The one bonus here is they’re often too self-involved to notice criticism, so insult accordingly.

3. The stalker

Like the stalkers we hear about in the news, this networker-to-avoid will take a multichannel approach, both on and offline. Of course there’s the monitoring that goes on before the event (social checks, email address guessing, hobby learning etc), but the first time you’ll become aware of them is on the day itself. They’ll be the one taking advantage of the unwritten rules of social etiquette by cornering you until you make it quite clear they're becoming a nuisance.

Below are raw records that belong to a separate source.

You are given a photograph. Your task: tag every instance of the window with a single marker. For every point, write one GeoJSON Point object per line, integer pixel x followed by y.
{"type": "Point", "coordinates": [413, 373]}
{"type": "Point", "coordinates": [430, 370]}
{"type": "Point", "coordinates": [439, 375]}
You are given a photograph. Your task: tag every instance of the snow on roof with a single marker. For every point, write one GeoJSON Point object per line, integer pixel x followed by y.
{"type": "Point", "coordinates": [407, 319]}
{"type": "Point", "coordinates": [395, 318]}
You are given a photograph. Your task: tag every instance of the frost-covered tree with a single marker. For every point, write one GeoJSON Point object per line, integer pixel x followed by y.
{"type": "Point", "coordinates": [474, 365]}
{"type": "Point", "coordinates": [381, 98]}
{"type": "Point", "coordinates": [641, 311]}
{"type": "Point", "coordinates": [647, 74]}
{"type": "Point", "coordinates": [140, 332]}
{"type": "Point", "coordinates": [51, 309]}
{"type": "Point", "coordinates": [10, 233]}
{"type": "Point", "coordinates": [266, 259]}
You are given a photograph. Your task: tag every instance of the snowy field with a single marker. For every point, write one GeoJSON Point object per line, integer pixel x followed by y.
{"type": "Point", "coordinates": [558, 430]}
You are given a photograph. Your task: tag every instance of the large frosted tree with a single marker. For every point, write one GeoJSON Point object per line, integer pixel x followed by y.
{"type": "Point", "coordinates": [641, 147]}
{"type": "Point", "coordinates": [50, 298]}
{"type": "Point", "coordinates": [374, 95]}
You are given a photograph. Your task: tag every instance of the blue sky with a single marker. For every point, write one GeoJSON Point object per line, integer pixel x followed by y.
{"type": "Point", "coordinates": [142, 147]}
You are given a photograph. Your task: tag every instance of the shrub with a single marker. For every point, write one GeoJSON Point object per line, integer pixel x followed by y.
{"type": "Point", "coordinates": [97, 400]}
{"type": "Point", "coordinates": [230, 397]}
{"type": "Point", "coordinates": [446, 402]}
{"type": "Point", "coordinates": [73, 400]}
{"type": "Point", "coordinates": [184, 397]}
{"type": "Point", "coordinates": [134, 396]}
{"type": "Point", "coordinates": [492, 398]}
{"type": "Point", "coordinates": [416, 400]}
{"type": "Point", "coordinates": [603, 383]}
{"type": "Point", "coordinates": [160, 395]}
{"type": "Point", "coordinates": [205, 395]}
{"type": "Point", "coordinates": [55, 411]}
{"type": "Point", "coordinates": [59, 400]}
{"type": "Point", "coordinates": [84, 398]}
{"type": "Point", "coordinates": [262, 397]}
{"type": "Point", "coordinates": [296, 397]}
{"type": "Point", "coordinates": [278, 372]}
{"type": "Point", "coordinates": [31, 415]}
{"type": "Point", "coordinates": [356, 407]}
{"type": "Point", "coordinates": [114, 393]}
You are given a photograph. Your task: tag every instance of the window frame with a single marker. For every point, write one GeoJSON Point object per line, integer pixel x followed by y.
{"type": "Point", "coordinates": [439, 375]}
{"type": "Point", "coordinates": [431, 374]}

By and by, this will be followed with an email along the lines of: ‘Just checking you’re okay as I hadn’t heard back from you on my last email?’ To which you should consider replying forcefully.

4. The badge hawk

To qualify you as worthy of their time, this networker will scan upwards from your name tagged navel upon making your acquaintance. By the time their eyes are somewhere between your neck and chin they’ll have mentally calculated whether or not you fit their criteria – these people come with a plan. On falling short, you’ll finally be met with a glazed expression before they begin searching over your shoulder for someone more worthwhile.

5. The high horse rider

“You’re going to say ‘hello’ to me apropos of nothing as if this is some kind of opportunity to interact with others to exchange information and develop professional or social contacts?”

Anyone affronted by conversation at a networking event can bog off, and I don't know that much else needs to be said about it.  

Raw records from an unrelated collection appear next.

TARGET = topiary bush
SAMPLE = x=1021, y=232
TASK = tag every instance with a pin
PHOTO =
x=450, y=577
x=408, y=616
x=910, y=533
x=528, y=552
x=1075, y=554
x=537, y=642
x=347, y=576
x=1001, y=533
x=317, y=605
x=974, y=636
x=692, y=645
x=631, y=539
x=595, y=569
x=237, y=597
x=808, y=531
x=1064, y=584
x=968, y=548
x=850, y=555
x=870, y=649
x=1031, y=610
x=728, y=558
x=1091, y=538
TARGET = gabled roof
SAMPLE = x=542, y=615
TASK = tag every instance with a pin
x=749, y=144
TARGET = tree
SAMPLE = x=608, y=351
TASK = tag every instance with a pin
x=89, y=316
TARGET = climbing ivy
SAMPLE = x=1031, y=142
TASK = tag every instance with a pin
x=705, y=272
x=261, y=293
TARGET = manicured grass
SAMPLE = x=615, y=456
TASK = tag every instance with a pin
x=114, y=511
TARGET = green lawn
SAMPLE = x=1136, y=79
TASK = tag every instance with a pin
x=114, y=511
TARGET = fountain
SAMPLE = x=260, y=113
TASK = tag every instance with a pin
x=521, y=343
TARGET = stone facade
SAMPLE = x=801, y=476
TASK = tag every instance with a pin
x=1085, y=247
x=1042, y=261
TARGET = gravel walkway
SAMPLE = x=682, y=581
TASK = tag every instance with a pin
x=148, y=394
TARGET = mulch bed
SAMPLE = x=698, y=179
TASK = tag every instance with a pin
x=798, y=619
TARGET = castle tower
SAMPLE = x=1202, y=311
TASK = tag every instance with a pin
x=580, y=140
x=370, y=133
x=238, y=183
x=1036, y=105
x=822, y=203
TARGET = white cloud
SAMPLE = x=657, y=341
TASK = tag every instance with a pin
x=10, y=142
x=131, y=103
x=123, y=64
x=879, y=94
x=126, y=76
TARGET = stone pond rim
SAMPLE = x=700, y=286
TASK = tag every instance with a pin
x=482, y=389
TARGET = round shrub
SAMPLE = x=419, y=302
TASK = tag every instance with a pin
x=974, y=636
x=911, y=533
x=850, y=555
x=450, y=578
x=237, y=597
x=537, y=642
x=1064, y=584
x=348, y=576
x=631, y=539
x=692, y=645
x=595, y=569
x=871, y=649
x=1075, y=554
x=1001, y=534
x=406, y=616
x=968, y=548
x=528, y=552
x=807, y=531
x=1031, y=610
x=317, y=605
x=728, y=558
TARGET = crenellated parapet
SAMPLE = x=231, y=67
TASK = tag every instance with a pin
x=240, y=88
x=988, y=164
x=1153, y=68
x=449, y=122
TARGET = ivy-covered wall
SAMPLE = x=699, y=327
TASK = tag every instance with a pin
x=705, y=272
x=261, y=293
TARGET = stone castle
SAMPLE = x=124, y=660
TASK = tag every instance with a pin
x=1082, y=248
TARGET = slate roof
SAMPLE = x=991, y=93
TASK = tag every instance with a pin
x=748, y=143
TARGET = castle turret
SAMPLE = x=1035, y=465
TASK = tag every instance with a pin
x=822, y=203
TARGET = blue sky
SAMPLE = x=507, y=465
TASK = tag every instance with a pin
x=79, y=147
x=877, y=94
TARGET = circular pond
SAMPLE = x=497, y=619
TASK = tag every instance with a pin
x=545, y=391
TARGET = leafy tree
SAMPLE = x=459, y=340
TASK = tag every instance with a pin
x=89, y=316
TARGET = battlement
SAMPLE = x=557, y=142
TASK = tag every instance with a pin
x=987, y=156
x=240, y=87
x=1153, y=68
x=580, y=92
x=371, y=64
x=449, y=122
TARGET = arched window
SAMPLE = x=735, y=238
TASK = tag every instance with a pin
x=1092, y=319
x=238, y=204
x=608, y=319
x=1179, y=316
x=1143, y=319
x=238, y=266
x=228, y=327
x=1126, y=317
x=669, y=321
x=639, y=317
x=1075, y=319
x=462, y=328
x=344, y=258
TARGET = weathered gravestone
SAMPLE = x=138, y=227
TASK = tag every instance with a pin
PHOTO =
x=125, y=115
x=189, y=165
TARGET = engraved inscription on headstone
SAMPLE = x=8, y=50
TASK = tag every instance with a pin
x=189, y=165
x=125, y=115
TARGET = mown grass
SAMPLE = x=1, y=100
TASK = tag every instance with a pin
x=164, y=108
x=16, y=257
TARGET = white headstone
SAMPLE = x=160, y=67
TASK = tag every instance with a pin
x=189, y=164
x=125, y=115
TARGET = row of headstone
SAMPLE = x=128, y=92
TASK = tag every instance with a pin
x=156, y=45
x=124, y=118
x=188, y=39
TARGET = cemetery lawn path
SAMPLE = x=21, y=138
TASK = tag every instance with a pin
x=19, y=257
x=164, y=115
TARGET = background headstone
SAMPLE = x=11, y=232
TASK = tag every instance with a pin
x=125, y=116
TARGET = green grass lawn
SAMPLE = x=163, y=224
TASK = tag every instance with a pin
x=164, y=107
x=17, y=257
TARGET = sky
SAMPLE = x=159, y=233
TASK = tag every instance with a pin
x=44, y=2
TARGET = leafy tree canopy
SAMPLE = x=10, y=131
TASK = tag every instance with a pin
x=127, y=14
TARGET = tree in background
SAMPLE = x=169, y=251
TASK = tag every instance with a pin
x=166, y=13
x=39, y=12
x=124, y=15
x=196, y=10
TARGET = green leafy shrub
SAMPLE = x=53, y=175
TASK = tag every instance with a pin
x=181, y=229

6. Anyone who takes it too seriously

Many prissy articles online advise on how professional adults should behave at networking events (yes, I know). One from a notable publisher goes as far as to say that you shouldn't accept food and drink because “ can be perceived as a free-loader, selfish, cheap, and that your priority is filling-up, not making connections," which is obviously absurd.

Just because you attend these events because of work doesn't mean they need to feel like work.